Sapnęła docierając do zdjęć dokumentujących kilka z wymienionych zbrodni. Gwałtownie zamknęła teczkę i z hukiem wrzuciłam ją spowrotem do szuflady. 

W obecnej sytuacji przeszłość Hidana nie miała znaczenia. Był najemnikiem, robił to, za co mu płacili i był w tym zajebiście skuteczny. Niczym nie różnił się od niej samej, gdy w ramach drużyny siódmej, walczyła i zabijała, opłacana przez rząd Kraju Ognia. Miała tylko nadzieję, że ochraniając ją, będzie tak samo zawzięty. 

* * *


— Wstawaj. — Rzucenie w niego poduszką sprawiło jej większą satysfakcję niż sądziła. Chociaż raz złapała go pozbawionego czujności. Bawełniany materiał głucho uderzył o jego twarz i wylądował obok kanapy. — Musisz się przebrać. 

— Czyżby widok moich mięśni odrywał cię od pracy?

Nie odpowiedziała. Zamiast tego posłała mu godne politowania spojrzenie. 

— Może i ten twój uliczny look sprawdzał się do tej pory. Ale dzisiaj mam kilka ważnych spotkań i nie mogę pozwolić, żebyś łaził za mną, wyglądając jak pospolity bandzior. 

Wstając żałował, że przysnął na kanapie. Wszystko bolało go od miękkich poduszek i mrowiło od pobudzonego krążenia. W dodatku młoda kage zdawała się mieć aż nazbyt dużo radości ze złapania go pozbawionego czujności.

— Idziesz? — rzuciła, będąc już na korytarzu. W odpowiedzi zdołał jedynie stęknąć, powłócząc nogami.

Nie pamiętała kiedy ostatni raz wchodziła do garderoby męża. Sasuke unikał domu od dawna, a jej tęsknota w końcu minęła nastoletnie stadium. Nie potrzebowała przesiadywać tu i wtulać się w jego bluzę, na próżno szukając męskiego zapachu, który już dawno zanikł. 
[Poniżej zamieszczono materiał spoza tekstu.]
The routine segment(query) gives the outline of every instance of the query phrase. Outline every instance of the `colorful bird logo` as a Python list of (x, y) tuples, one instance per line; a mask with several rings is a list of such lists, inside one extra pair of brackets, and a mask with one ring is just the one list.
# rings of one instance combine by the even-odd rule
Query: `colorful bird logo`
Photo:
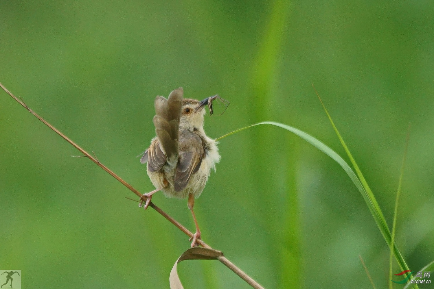
[(408, 281), (408, 279), (409, 279), (410, 277), (411, 277), (411, 274), (413, 274), (413, 272), (414, 272), (415, 271), (411, 271), (411, 270), (405, 270), (404, 271), (403, 271), (401, 273), (398, 273), (398, 274), (395, 274), (395, 275), (396, 275), (397, 276), (401, 276), (401, 275), (404, 275), (406, 273), (410, 272), (410, 274), (407, 275), (407, 276), (406, 277), (404, 280), (399, 281), (393, 281), (393, 280), (391, 280), (391, 281), (393, 281), (397, 284), (404, 284)]

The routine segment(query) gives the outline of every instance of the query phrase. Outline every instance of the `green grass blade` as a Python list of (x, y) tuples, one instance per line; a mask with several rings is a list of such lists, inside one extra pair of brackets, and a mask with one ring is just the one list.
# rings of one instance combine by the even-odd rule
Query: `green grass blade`
[[(425, 267), (424, 267), (423, 268), (419, 270), (419, 271), (434, 271), (434, 260), (433, 260), (432, 262), (431, 262), (431, 263), (426, 266)], [(414, 278), (413, 280), (417, 280), (419, 279), (420, 279), (420, 278)], [(414, 286), (414, 288), (415, 288), (417, 287), (417, 285), (416, 285), (416, 284), (411, 284), (411, 283), (408, 283), (405, 286), (405, 287), (404, 287), (403, 289), (410, 289), (410, 288), (411, 288), (412, 286)]]
[[(326, 113), (328, 115), (328, 112), (327, 112), (326, 110)], [(330, 118), (329, 119), (332, 122), (332, 125), (333, 126), (334, 128), (335, 128), (336, 127), (335, 126), (334, 123), (333, 123), (331, 118)], [(368, 185), (366, 180), (365, 180), (363, 175), (362, 174), (362, 172), (360, 172), (360, 169), (358, 169), (358, 167), (357, 166), (357, 164), (355, 163), (355, 161), (352, 157), (352, 156), (351, 155), (349, 150), (348, 149), (346, 145), (345, 145), (345, 142), (343, 142), (343, 140), (342, 140), (342, 137), (341, 137), (340, 134), (339, 134), (339, 132), (337, 131), (337, 129), (335, 129), (335, 131), (337, 132), (338, 137), (339, 138), (340, 140), (341, 140), (341, 143), (343, 143), (342, 145), (344, 146), (344, 149), (346, 149), (345, 151), (346, 151), (347, 153), (349, 154), (349, 157), (350, 159), (352, 160), (352, 162), (353, 166), (354, 166), (356, 172), (358, 172), (358, 175), (361, 176), (361, 179), (362, 180), (362, 182), (361, 182), (361, 181), (359, 180), (357, 175), (356, 175), (356, 174), (354, 172), (354, 171), (353, 171), (352, 169), (347, 163), (347, 162), (345, 162), (340, 156), (336, 153), (334, 150), (317, 139), (310, 135), (306, 133), (304, 131), (300, 130), (293, 127), (291, 127), (286, 124), (283, 124), (283, 123), (280, 123), (274, 121), (263, 121), (237, 130), (234, 130), (220, 136), (220, 137), (217, 139), (216, 140), (220, 140), (225, 137), (226, 137), (227, 136), (229, 136), (232, 135), (234, 133), (242, 131), (248, 128), (263, 124), (270, 124), (271, 125), (274, 125), (285, 129), (289, 131), (290, 131), (319, 149), (319, 150), (321, 151), (326, 155), (332, 158), (335, 160), (335, 161), (339, 164), (342, 168), (344, 169), (344, 170), (345, 171), (345, 172), (347, 173), (347, 174), (348, 175), (348, 176), (350, 177), (350, 179), (352, 181), (356, 187), (362, 194), (362, 196), (365, 200), (365, 202), (366, 203), (366, 205), (368, 205), (368, 208), (372, 214), (372, 216), (374, 217), (375, 223), (379, 228), (385, 240), (386, 240), (386, 242), (388, 246), (390, 246), (391, 247), (392, 247), (392, 246), (391, 246), (391, 242), (392, 239), (391, 234), (386, 223), (386, 221), (384, 218), (384, 216), (383, 214), (383, 213), (381, 212), (381, 209), (380, 208), (378, 203), (377, 202), (377, 200), (375, 199), (375, 197), (374, 196), (374, 194), (372, 193), (372, 191), (371, 191), (371, 189)], [(365, 188), (367, 189), (365, 189)], [(399, 250), (396, 247), (396, 245), (394, 244), (393, 245), (393, 248), (394, 255), (396, 258), (397, 261), (398, 261), (400, 267), (401, 268), (401, 269), (403, 270), (408, 270), (408, 266), (407, 266), (407, 263), (404, 260), (404, 258), (402, 257), (402, 256), (399, 252)], [(418, 287), (417, 285), (414, 285), (414, 288), (417, 289)]]
[[(313, 84), (312, 86), (313, 86)], [(315, 87), (314, 87), (314, 89), (315, 89)], [(324, 103), (322, 102), (321, 97), (319, 97), (319, 95), (318, 94), (316, 89), (315, 89), (315, 92), (316, 92), (316, 95), (319, 99), (319, 101), (321, 102), (321, 104), (322, 104), (322, 107), (326, 111), (326, 114), (329, 118), (329, 120), (330, 120), (330, 122), (332, 124), (332, 126), (333, 127), (333, 128), (335, 130), (335, 132), (338, 136), (339, 140), (341, 142), (342, 146), (344, 147), (347, 155), (349, 158), (351, 163), (352, 164), (355, 170), (357, 176), (360, 180), (360, 182), (362, 183), (363, 187), (363, 191), (361, 191), (361, 192), (363, 196), (363, 198), (366, 202), (366, 204), (368, 205), (368, 207), (369, 209), (369, 211), (371, 211), (371, 214), (372, 214), (374, 220), (375, 220), (375, 223), (377, 224), (378, 229), (380, 229), (380, 231), (381, 232), (381, 234), (383, 235), (383, 237), (384, 238), (386, 243), (387, 243), (389, 247), (391, 250), (393, 250), (393, 254), (395, 256), (395, 258), (396, 259), (397, 261), (398, 261), (400, 268), (402, 270), (408, 270), (408, 266), (407, 265), (407, 263), (405, 263), (405, 261), (404, 260), (404, 257), (401, 254), (401, 252), (399, 252), (398, 248), (396, 247), (396, 244), (392, 244), (391, 243), (392, 235), (391, 234), (390, 230), (387, 225), (387, 223), (386, 222), (386, 219), (384, 218), (384, 215), (383, 214), (383, 212), (380, 208), (380, 206), (378, 205), (378, 202), (377, 201), (377, 199), (374, 195), (374, 193), (372, 193), (371, 188), (368, 185), (366, 180), (365, 179), (365, 177), (363, 176), (363, 174), (362, 173), (362, 171), (359, 168), (357, 163), (356, 163), (354, 158), (353, 157), (352, 155), (351, 154), (351, 153), (350, 152), (346, 144), (344, 141), (344, 140), (341, 136), (341, 134), (339, 133), (337, 128), (335, 125), (335, 123), (333, 122), (333, 120), (332, 119), (332, 117), (329, 114), (329, 111), (326, 108), (326, 106), (324, 105)], [(414, 285), (414, 288), (418, 289), (417, 285)]]
[[(402, 163), (401, 164), (401, 170), (399, 174), (399, 180), (398, 181), (398, 189), (396, 192), (396, 198), (395, 199), (395, 208), (393, 212), (393, 224), (392, 225), (392, 240), (391, 244), (392, 247), (395, 244), (395, 231), (396, 228), (396, 218), (398, 214), (398, 202), (399, 200), (399, 195), (401, 193), (401, 184), (402, 182), (402, 176), (404, 174), (404, 166), (405, 164), (405, 158), (407, 157), (407, 151), (408, 149), (408, 140), (410, 139), (410, 130), (411, 127), (411, 123), (408, 125), (407, 130), (407, 136), (405, 140), (405, 148), (404, 149), (404, 156), (402, 158)], [(389, 257), (389, 288), (393, 289), (393, 283), (392, 282), (392, 270), (393, 267), (393, 250), (390, 250), (390, 255)]]
[(222, 136), (220, 136), (216, 139), (216, 140), (219, 140), (224, 137), (229, 136), (233, 134), (234, 133), (236, 133), (244, 130), (250, 127), (256, 127), (256, 126), (261, 124), (271, 124), (272, 125), (279, 127), (281, 127), (282, 128), (286, 130), (290, 131), (293, 133), (294, 133), (302, 138), (308, 143), (310, 143), (319, 150), (321, 151), (326, 155), (335, 160), (335, 161), (339, 164), (339, 165), (342, 167), (342, 168), (344, 169), (344, 170), (345, 171), (345, 172), (346, 172), (347, 174), (348, 174), (349, 176), (350, 179), (351, 179), (351, 180), (353, 182), (355, 185), (355, 186), (357, 188), (359, 191), (360, 191), (361, 192), (364, 191), (363, 186), (362, 185), (362, 184), (360, 183), (360, 181), (359, 181), (358, 179), (357, 178), (357, 176), (356, 175), (354, 172), (352, 170), (352, 169), (351, 169), (351, 167), (350, 167), (349, 165), (346, 162), (345, 162), (343, 159), (340, 156), (338, 155), (335, 152), (335, 151), (332, 149), (326, 146), (317, 139), (310, 135), (306, 133), (304, 131), (296, 128), (295, 127), (290, 127), (289, 125), (286, 125), (286, 124), (283, 124), (283, 123), (276, 123), (274, 121), (263, 121), (258, 123), (252, 124), (252, 125), (249, 126), (248, 127), (243, 127), (243, 128), (234, 130), (231, 133), (225, 134)]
Z impetem otworzyła drzwi i postawiła pierwsze, nagle niepewne, kroki. Minęło tak wiele czasu, a w środku nie zmieniło się nic. Rzędy garniturów nadal wisiały na prawej ścianie. Idealnie wyprasowane i pozbawione choćby jednego, zbłąkanego pyłku. Zapełnione butami regały oświetlały ciepłe, delikatne lampy. Koszule i tisherty tworzyły idealny przekrój pasteli i bieli.

— No no no — zagwizdał z uznaniem, zatrzymując się tuż za nią. — Wiedziałem, że mnie lubisz. Ale nie spodziewałem się takiej modowej wyprawki. 

— To… mojego męża. — Ściśnięte gardło nie pozwoliło jej zabrzmieć tak sucho i obojętnie jakby sobie tego życzyła. Widoczny brak JEJ mężczyzny i obecność innego wydawała się nie na miejscu.

— Nie żyje? — Hidan po raz pierwszy wydał się speszony.  

— Powiedzmy. — Sakura odchrząknęła i podeszła do jednego z wieszaków. — Nie zagląda tu od dawna. A nawet jak tu bywał, nie nosił większości z tych rzeczy. O, to powinno się nadać — oświadczyła rzucając w jego stronę casualowy, czarny garnitur i białą koszulę. — Tu masz bieliznę — wskazała na dolne szuflady. — Zegarki. Spinki do mankietów — dodała beznamiętnie, wysuwając zamaskowane pułki. Mężczyzna uniósł brew na widok wahających się na rotorach kilkunastu mechaników Rolexa, Pateka i Omegi. 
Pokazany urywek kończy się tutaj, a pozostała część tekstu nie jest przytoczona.